Buradasınız
Açgözlülük Sermaye Sınıfına Özgüdür!

Bir olaya verdiğimiz tepkide veya bir meseleye dair yorum yaptığımızda kendimize ait fikirleri ifade ettiğimizi sanırız. “Bence doğru olan budur” deriz mesela. “Bence” denerek ifade edilen düşüncelerin kaynağı çoğunlukla sorgulanmaz. Oysa toplumun sınıflara bölündüğü bir düzende yaşıyoruz. Düşünceler de gökten zembille inmez. Yaşadığımız toplum, sınıflar ve sınıf çıkarları belirler düşünceleri. Mesela “insan açgözlüdür, doyumsuzdur” düşüncesinin kaynağı kimdir? Neden bu düşünce topluma pompalanıyor? Bunun nedeni, sömürücü egemenlerin kendi açgözlülüklerini meşrulaştırma ve korkunç eşitsizlikler yaratmış kapitalizmi olağan gösterme arzusudur. İnsanın açgözlü ve doyumsuz olduğu düşüncesi kocaman bir yalandır. Bilelim ki bunu dile getiren bir işçi, aslında farkında olmadan egemenlerin düşüncesinin taşıyıcısı konumundadır. Gerçekte açgözlü olan sermaye sınıfıdır. Çünkü açgözlülük sermaye sınıfına has bir özelliktir.
Kapitalizmde üretim araçları toplumun değil bir avuç sermaye sahibinin elindedir. Ne üretileceğine ve nasıl üretileceğine onlar karar veriyorlar. Ve üretimin tek amacı kâr elde etmektir. ABD’den Türkiye’ye tüm kapitalist şirketler sermayelerini büyütmek, rakiplerini geride bırakmak ve en tepeye çıkmak için rekabet ederler. Sermayenin iştahı sınırsızdır, tokluk duygusu yoktur. Hiçbir kapitalist yedi sülalesini krallar gibi yaşatacak parayı kazandığı halde “kazandığım bana yeter” demez. Sermayenin sınırsız büyüme arzusuna karşılık doğadaki kaynaklar sınırlıdır. Keza bir işçinin emek gücünü 24 saat boyunca sömürmenin imkânı yoktur. Ama kapitalistler kârlarını artırmak için sınır tanımazlar. Böylece doğayı korkunç bir şekilde tahrip ederler. Temiz enerji kaynaklarını değil fosil yakıtları kullanırlar, çünkü daha kârlıdır. Maliyetli olduğu gerekçesiyle fabrika bacalarına gerekli filtreleri takmaz, atıkları dere, nehir veya denizlere boşaltırlar. Daha fazla kâr etmek için iş güvenliği önlemlerini almaz, çalışma koşullarını iyileştirmez, iş saatlerini mümkün mertebe uzatmaya çalışırlar. Dünyada her yıl yüzbinlerce işçinin iş cinayetine kurban gitmesinin nedeni sermayenin bu açgözlülüğüdür.
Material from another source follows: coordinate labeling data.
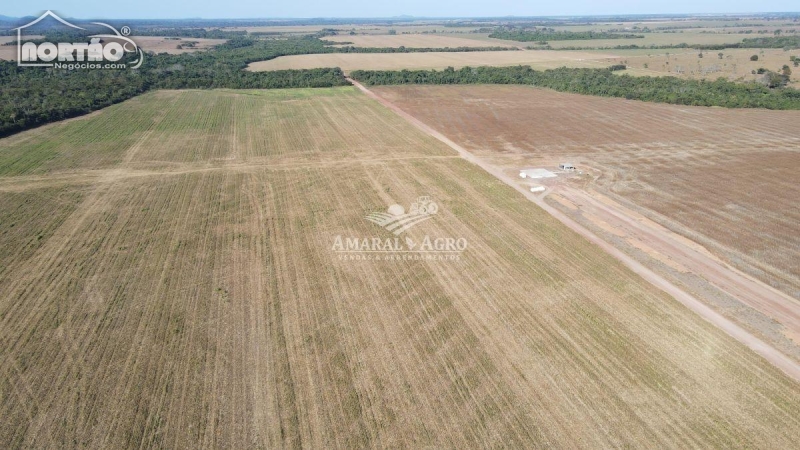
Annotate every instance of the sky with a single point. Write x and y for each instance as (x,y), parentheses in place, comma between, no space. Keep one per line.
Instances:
(216,9)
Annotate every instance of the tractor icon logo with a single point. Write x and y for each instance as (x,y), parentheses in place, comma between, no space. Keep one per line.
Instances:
(396,220)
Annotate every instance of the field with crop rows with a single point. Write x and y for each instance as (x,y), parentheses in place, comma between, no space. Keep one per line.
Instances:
(181,291)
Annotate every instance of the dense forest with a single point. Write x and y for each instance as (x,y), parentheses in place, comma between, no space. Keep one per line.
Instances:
(548,34)
(602,82)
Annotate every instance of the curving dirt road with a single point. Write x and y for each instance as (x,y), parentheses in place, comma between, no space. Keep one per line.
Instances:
(730,283)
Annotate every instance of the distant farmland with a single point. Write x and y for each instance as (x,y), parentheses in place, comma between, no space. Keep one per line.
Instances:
(180,291)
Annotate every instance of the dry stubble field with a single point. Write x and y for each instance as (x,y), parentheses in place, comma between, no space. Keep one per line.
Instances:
(172,284)
(730,176)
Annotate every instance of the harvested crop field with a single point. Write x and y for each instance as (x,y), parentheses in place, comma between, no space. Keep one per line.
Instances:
(734,64)
(413,41)
(184,293)
(148,43)
(726,178)
(433,60)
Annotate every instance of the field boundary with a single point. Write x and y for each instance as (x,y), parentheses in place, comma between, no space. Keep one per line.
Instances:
(775,357)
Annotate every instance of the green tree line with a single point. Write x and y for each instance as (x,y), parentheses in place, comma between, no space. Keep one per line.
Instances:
(32,96)
(546,35)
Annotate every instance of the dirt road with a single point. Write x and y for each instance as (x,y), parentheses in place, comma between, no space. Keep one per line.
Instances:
(777,358)
(773,303)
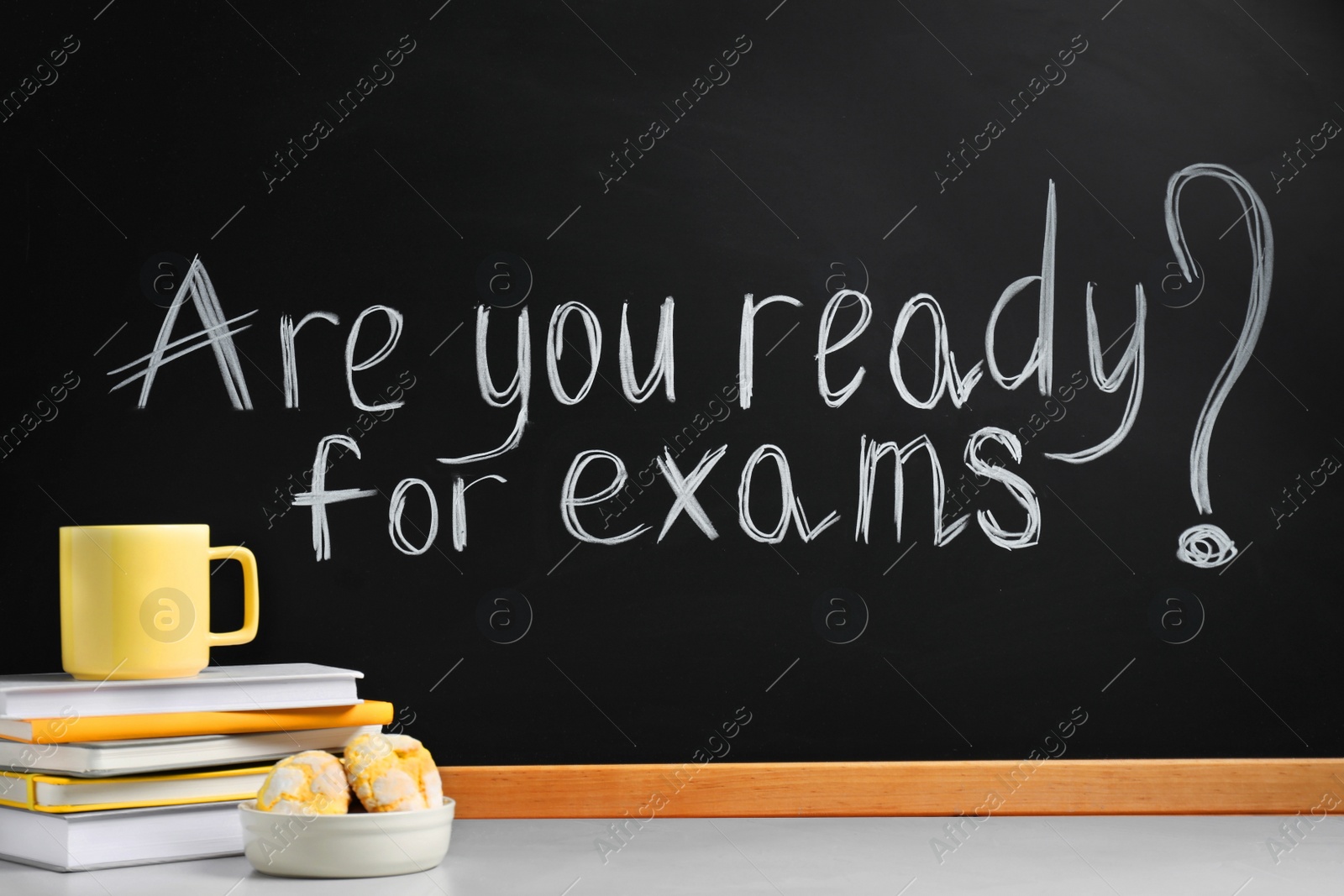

Yani kapitalizmde açgözlülük sistemin işleyiş biçiminden, sermayenin doğasından gelir. O zaman şu soruyu soralım: Zorunlulukların esiri olmuş, en temel ihtiyaçlarını bile karşılamakta zorlanan bir insan açgözlü olabilir mi? Açgözlülük doymayı bilmemektir. Emek gücünden başka satacak bir şeyi olmayan işçinin tüketimi, onun ücretinin düzeyiyle sınırlıdır. Yani kapitalist düzende bir işçi gerçek ihtiyaçlarını hiçbir zaman karşılayamaz. Eksik tüketime mahkûm edilmiş, ürettiğinden payını alamayan, temel ihtiyaçlarını bile karşılayamayan bir insan neyin doyumsuzluğunu yaşayabilir? Yağ fiyatlarına zam yapılacağı haberini aldığında panikle marketlere koşarak ikişer üçer yağ tenekesi almaya çalışan, birbiriyle yarışan insanlara bakıp “bu insanlar ne kadar açgözlü” demek doğru mudur? Veyahut pandemi günlerinde tükeneceği korkusuyla evlerine makarna, tuvalet kâğıdı ve benzeri ürünleri “stoklayanlar” açgözlü müydü? Doymak bilmedikleri için mi bunu yaptılar? Yoksa aç kalacakları korkusuyla mı? Daha pahalıya satarak kârını arttırmak için ürünleri stoklayan bir kapitalist ile aç kalırım korkusuyla birkaç adet fazla ürün satın alan bir emekçinin yaptığını aynı kefeye koyabilir miyiz? Belirsizliğin yarattığı korku ve panikle başkalarını düşünmeden hareket eden, sadece kendini garanti altına almaya çalışan bir insan, açgözlü değil bilinçsiz ve örgütsüzdür. Örgütsüzlük işçinin bilincini felçleştirir, onu bencil de yapar bireyci de… Ama açgözlü yapmaz. Zaten insanları bencilleştiren, dayanışma duygusunu yok eden de bu düzendir.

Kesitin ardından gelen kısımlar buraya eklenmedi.